Originally from Miami, Carnahan grew up in Toms River, N.J. He joined the U.S. Air Force after graduating from high school, and was assigned as a jet engine mechanic to a base in Maine, which was followed by a tour in Germany.

“I’d always wanted to be a pilot,” Carnahan recalled. “They had an aero club at Spangdahlem Air Base [Germany] and I thought this was a good time to get my pilot’s license. They really have some beautiful flying over there.”

An assignment to Dover came next, but Carnahan decided to try life in the civilian world. He joined the Air Force Reserve, but with a less than favorable economy at the time, soon found himself back on active duty as a flight engineer aboard the C-5 Galaxy.

He moved up the ranks, but didn’t move from Dover, retiring in 1994 as a master sergeant. He now works as chief information officer for National Corporate Research, a New York-based nationwide legal research company.

Carnahan often works out of his home, flying or driving up to Manhattan as needed.

Angel Flight traces its roots to the early 1970s when four private pilots living near Washington, D.C., bought a small aircraft to use for humanitarian purposes.

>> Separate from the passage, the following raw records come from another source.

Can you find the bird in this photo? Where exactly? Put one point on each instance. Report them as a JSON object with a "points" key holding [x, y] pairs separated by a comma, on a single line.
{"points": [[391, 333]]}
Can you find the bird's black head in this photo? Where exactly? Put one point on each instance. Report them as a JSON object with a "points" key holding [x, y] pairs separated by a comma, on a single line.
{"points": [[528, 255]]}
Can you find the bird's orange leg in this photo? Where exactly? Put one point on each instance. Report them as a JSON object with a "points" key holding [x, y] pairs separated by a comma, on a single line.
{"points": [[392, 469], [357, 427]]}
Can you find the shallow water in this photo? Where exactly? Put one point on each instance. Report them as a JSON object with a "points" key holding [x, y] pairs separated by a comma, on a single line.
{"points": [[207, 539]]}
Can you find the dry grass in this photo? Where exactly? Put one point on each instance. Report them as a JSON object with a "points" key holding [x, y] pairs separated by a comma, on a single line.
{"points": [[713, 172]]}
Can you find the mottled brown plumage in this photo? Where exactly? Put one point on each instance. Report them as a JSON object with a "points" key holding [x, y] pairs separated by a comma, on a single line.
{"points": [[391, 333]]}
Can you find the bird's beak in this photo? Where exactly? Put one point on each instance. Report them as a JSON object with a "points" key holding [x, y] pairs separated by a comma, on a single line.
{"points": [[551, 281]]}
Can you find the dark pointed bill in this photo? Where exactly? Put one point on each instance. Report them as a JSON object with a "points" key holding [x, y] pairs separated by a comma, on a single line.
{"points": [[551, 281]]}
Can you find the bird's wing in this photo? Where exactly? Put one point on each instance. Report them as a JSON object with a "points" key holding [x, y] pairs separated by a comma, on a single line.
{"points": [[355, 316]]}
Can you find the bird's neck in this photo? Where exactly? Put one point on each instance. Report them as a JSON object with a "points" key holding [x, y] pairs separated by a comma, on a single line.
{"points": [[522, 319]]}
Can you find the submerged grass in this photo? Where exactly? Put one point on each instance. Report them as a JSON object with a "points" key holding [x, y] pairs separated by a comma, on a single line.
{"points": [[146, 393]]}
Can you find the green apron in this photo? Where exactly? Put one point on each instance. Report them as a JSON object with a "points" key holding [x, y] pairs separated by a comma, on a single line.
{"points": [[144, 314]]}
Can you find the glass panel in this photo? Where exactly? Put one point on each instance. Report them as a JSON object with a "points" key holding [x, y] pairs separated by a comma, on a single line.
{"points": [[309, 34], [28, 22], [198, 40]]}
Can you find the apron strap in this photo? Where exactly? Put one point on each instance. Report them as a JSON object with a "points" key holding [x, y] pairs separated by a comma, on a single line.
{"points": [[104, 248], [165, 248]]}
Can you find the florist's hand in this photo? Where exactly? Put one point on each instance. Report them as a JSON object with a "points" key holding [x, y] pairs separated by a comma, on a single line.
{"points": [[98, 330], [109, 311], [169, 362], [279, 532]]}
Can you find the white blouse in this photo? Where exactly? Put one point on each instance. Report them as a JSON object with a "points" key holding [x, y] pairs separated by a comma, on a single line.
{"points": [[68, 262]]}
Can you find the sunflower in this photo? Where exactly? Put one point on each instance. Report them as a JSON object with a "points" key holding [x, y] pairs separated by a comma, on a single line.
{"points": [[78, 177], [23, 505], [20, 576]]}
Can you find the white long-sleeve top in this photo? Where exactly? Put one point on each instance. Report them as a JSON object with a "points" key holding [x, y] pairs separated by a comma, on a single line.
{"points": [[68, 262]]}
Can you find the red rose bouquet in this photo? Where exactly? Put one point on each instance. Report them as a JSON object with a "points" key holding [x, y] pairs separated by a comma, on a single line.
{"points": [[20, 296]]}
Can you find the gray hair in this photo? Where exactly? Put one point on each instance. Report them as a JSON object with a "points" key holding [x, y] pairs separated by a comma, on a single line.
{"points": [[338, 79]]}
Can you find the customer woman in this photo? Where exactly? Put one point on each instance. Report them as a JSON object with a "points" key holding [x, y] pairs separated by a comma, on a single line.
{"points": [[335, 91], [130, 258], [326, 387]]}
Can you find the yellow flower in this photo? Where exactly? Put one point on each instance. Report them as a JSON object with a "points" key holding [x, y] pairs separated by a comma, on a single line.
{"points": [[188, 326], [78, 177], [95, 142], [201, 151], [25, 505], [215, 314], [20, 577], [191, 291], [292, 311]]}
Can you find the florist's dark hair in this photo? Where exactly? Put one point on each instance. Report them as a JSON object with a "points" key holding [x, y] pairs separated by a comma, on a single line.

With the increasing need for medical missions, Mercy Medical was founded in 1987. It now operates the Angel Flight Mid-Atlantic program in seven states and the District of Columbia, and partners with sister programs in two additional states.

Carnahan learned of Angel Flight from retired Dover Police officer Reggie Capitan.

“We got to talking one day and Reggie said he’d joined Angel Flight,” Carnahan said. “I researched it, and thought this would be a good way to give back to the community.”

Although based in Dover, Carnahan often flies to other locales to pick up patients. Some missions are flown as relays, taking patients as far as possible, and then meeting another Angel Flight pilot who continues the trip.

Carnahan has had some memorable experiences.

“I picked up one gentleman and his nurse in Boston and took them down to Georgetown. He was very ill, and they didn’t expect him to live beyond the next 60 days,” Carnahan recalled.

Learning the man was a retired U.S. Navy pilot, Carnahan turned over the controls.

“He flew for the next 10 minutes until he started getting tired, but he’d begun to smile and you really could see the difference,” he said. “The nurse and his family told me how much that meant to him.

“To me, it’s the small things in life that make the difference. It felt very good to be a part of that.”

On another flight, where he was to pick up a sick child and a family member in Virginia and only fly as far as New Jersey, Carnahan decided to skip the stop and take the girl to her final destination in Boston.

“I’d read her bio, and felt the stop would be too much for them,” he said. As with all Angel Flight missions, Carnahan bore the cost himself, including his unscheduled overnight stay in Boston. He flew the girl and her family back to Virginia the next day.

Angel Flight pilots like Carnahan are special people, Rhodes said.

“They just love, love, love helping the patients they serve,” she said. “Most of them are pretty soft spoken, they don’t talk a lot about that they do, but they have big hearts and they just can’t seem to do enough for those patients.

“They’re seeing brave people battle terrible diseases and they’re inspired by that,” Rhodes said. “They’re true heroes in every sense of the word.”